Thanks to Lajos Talamonti for the lead.

Jeff Goodell: The Water Will Come

Lecture by US journalist Jeff Goodell on his book “The Water Will Come” with alot of examples and images around rising sea level and sinking cities. From 2019.

I find this to be one of the really useful and smart talks on the topic, very straight forward and without the usual vanity antics. I have taken the liberty of writing down Goodell’s bullet points that he uses to structure his talk:

Five truths about Sea Level Rise:

1. Storms and hurricanes are like roulette. Sea Level Rise is like gravity.

2. The water will come – the question only is how fast and how high.

3. Trouble begins long before a city becomes the new Atlantis (Opportunities too – I want to add!)

4. Billions of Dollars will be spent on adaptation and protection. A lot of it will not be well spent.

5. Opportunity often comes disguised as catastrophe.
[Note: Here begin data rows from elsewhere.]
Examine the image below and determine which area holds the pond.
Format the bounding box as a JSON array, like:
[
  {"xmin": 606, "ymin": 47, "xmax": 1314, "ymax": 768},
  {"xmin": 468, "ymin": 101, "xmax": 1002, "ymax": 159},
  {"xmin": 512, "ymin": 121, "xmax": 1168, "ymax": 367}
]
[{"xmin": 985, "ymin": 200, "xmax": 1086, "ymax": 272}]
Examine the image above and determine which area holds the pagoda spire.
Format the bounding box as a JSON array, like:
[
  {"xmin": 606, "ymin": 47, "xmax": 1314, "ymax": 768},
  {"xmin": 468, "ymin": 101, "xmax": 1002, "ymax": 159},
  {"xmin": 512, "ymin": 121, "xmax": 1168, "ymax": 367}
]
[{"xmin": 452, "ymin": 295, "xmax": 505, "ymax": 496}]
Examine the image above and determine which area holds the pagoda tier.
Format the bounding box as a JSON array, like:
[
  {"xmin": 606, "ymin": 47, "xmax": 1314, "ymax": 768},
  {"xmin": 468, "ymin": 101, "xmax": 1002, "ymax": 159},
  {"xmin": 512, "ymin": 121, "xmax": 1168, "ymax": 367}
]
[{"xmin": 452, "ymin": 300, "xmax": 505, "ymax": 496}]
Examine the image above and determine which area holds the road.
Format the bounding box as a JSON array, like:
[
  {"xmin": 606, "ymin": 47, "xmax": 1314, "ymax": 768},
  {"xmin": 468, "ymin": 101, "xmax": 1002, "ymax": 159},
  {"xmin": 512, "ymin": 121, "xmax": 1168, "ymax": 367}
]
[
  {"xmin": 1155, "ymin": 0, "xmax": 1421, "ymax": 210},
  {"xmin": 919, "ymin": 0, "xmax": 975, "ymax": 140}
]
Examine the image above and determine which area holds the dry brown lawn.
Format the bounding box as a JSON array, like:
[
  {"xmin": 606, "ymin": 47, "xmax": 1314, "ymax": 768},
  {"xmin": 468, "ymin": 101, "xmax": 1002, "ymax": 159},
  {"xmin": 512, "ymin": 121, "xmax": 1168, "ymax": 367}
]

In the end he also gives some very short and helpful advice, what needs to be done: “Remember, this is not an alien invasion.” “Make risk transparent for everyone.” And finally: “Retreat is not a dirty word.”

Why water?

Most ancient cultures share the idea of creation out of water. Be it a cosmic ocean, primordial waters or a more abstract idea of fluid, amorphous chaos. But why is that so? How come that so many creation myths that were formed long before any scientific knowledge about the role of water in biology or physics, agree on the central and fundamental role of water. This article by Morgan Smith gives an overview of the many traces of primordial waters and offers some explanation on the prominent role of water in ancient creation myths.

The egypt god Nun, god of the waters of chaos.